Driving for Access Visits
[45] The mother’s claim to change her responsibility for driving is not specifically pleaded however I will deal with the matter on the merits, since no objection was raised at trial. I see no merit in the mother’s complaint that she should not have to drive the extra distance involved arising from the father’s move from Smithville to Hamilton. There was no clause in the order prohibiting the parties from moving and both of them have moved from their original homes. The mother now lives in St. Catharines, the father in Hamilton.
[46] The order required the parties to share the driving required to accommodate the father’s access. The agreement meticulously provides for shared driving except in inclement weather when the father would assume the obligation for that occasion. However, the increased driving time is not onerous. It is simply a matter of an extra 10 to 20 minutes per trip. The Queen Elizabeth Highway, which is the route that would be used to get to and from Hamilton is much better than the country roads to Smithville. In any event, the parties have made their agreement and must abide by its terms in the absence of a material change in circumstance which might warrant a change in the order. There are no such circumstances here other than the two moves, which are off-setting inconveniences to each party.

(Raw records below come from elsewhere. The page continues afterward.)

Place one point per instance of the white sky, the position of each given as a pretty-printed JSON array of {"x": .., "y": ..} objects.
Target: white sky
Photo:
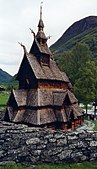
[{"x": 17, "y": 16}]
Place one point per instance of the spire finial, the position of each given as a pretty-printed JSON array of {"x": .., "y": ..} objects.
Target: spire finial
[{"x": 41, "y": 11}]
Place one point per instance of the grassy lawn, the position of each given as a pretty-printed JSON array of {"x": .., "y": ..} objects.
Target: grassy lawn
[
  {"x": 3, "y": 99},
  {"x": 95, "y": 122},
  {"x": 85, "y": 165}
]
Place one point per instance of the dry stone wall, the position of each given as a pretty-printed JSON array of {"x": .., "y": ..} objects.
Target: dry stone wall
[{"x": 24, "y": 144}]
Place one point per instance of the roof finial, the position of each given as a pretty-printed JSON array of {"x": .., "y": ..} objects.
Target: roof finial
[
  {"x": 41, "y": 11},
  {"x": 25, "y": 51}
]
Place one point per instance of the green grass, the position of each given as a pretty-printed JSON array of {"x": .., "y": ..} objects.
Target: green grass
[
  {"x": 4, "y": 97},
  {"x": 95, "y": 122},
  {"x": 84, "y": 165}
]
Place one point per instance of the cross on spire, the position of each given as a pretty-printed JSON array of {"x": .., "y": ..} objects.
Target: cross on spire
[{"x": 41, "y": 11}]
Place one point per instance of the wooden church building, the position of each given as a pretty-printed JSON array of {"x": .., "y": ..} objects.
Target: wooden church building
[{"x": 44, "y": 97}]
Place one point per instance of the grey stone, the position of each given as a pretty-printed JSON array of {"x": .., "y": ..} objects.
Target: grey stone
[
  {"x": 33, "y": 141},
  {"x": 62, "y": 142},
  {"x": 65, "y": 154}
]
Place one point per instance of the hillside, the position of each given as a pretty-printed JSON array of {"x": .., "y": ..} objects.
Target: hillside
[
  {"x": 84, "y": 31},
  {"x": 4, "y": 76}
]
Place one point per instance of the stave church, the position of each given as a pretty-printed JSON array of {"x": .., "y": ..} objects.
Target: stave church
[{"x": 44, "y": 97}]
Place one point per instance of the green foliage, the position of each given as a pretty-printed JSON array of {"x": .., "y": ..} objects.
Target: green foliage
[
  {"x": 95, "y": 128},
  {"x": 85, "y": 85},
  {"x": 81, "y": 69},
  {"x": 4, "y": 97}
]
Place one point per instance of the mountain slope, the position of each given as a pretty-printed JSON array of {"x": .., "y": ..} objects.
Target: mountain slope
[
  {"x": 4, "y": 76},
  {"x": 84, "y": 31}
]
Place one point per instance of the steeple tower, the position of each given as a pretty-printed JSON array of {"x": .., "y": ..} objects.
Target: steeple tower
[{"x": 40, "y": 34}]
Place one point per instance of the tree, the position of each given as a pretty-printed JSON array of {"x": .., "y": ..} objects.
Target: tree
[
  {"x": 85, "y": 85},
  {"x": 72, "y": 61}
]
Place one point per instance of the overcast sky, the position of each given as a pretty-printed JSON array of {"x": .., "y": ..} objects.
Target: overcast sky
[{"x": 17, "y": 16}]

[47] Accordingly, the driving for access visits will continue to be shared by the parties, either by finding a point equidistant that is mutually acceptable or by alternating delivery and pick up of the children on each access occasion, other than the Monday night access which is only for a matter of a few hours. Transportation between the two parental communities on Mondays after school is not practical, and accordingly the Monday transportation should be shared but confined to the City of St. Catharines, unless the Monday access is on a school holiday in which case the normal house-to-house transportation shall be equally shared.

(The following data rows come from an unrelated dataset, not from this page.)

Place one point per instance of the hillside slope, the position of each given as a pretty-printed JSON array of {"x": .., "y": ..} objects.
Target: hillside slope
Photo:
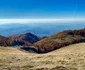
[
  {"x": 60, "y": 40},
  {"x": 67, "y": 58}
]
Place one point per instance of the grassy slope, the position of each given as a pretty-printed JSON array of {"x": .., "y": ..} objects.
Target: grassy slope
[{"x": 67, "y": 58}]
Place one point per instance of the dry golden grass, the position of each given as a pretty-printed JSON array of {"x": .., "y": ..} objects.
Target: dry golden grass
[{"x": 67, "y": 58}]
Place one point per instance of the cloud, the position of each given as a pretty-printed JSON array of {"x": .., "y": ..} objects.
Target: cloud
[{"x": 42, "y": 20}]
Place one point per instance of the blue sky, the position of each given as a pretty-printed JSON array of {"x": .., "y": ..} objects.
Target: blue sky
[{"x": 41, "y": 8}]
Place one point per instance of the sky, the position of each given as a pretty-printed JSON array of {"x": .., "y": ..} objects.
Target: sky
[{"x": 44, "y": 9}]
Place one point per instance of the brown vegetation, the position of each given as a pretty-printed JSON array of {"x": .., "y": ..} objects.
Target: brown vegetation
[{"x": 60, "y": 40}]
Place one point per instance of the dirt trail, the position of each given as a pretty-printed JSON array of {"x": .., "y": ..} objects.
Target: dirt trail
[{"x": 67, "y": 58}]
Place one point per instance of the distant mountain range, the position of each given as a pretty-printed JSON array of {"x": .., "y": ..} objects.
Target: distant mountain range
[
  {"x": 19, "y": 40},
  {"x": 40, "y": 29},
  {"x": 59, "y": 40}
]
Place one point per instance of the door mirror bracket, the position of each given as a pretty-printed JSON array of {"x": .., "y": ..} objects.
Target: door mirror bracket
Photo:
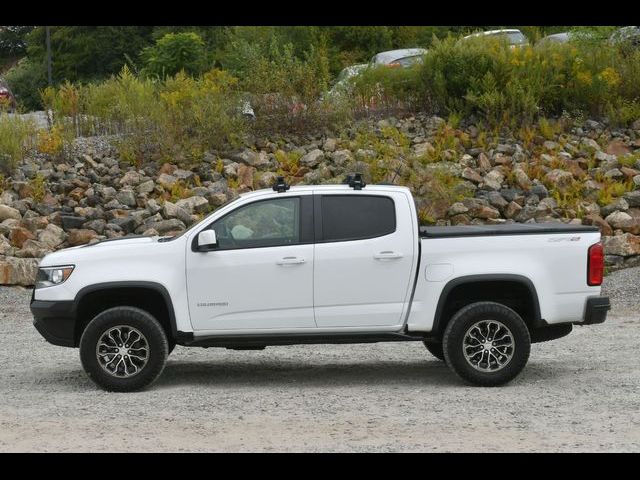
[{"x": 207, "y": 241}]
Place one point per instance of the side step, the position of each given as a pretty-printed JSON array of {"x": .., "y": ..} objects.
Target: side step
[{"x": 256, "y": 342}]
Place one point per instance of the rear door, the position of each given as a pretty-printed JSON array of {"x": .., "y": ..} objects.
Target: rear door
[{"x": 363, "y": 258}]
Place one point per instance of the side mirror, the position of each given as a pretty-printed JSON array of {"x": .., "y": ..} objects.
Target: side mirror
[{"x": 207, "y": 240}]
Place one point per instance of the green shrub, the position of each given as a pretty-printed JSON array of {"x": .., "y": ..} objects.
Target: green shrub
[
  {"x": 175, "y": 52},
  {"x": 387, "y": 88},
  {"x": 178, "y": 117},
  {"x": 17, "y": 136},
  {"x": 502, "y": 83},
  {"x": 25, "y": 80}
]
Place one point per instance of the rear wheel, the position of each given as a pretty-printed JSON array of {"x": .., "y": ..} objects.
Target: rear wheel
[
  {"x": 435, "y": 349},
  {"x": 486, "y": 344},
  {"x": 123, "y": 349}
]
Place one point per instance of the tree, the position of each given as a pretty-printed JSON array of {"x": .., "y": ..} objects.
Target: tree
[
  {"x": 13, "y": 41},
  {"x": 88, "y": 53},
  {"x": 175, "y": 52}
]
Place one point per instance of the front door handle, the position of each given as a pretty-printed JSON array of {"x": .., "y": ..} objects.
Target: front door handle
[
  {"x": 387, "y": 255},
  {"x": 290, "y": 261}
]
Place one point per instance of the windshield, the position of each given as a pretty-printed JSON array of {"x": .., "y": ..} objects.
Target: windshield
[
  {"x": 514, "y": 38},
  {"x": 175, "y": 237},
  {"x": 408, "y": 61}
]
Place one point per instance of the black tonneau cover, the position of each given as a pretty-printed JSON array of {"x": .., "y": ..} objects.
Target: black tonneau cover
[{"x": 504, "y": 229}]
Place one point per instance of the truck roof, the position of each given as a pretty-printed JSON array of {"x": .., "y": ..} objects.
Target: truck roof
[{"x": 334, "y": 186}]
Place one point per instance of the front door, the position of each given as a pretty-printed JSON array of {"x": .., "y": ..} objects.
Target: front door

[48] If the parties cannot agree on costs, the mother may make written submissions as to costs within 15 days of the release of these reasons. The father will have 15 days after receipt of the mother’s submissions to respond. All such written submissions are to be forwarded to me, at my chambers at the Court House, 59 Church Street, St. Catharines, L2R 7N8. If no submissions are received within this timeframe, the parties will be deemed to have settled the issue of costs as between themselves.
Taliano J.
Date: September 26, 2013
[^1]: See the mother’s application dated January 10, 2008 [^2]: See Tab 8 of the mother’s Application Record [^3]: The mother’s employment income in 2010 was $13,000 which is $3,000 in excess of the exemption of $10,000 permitted by paragraph 37 of the order and which would seemingly have warranted a reduction in the husband’s spousal support obligation.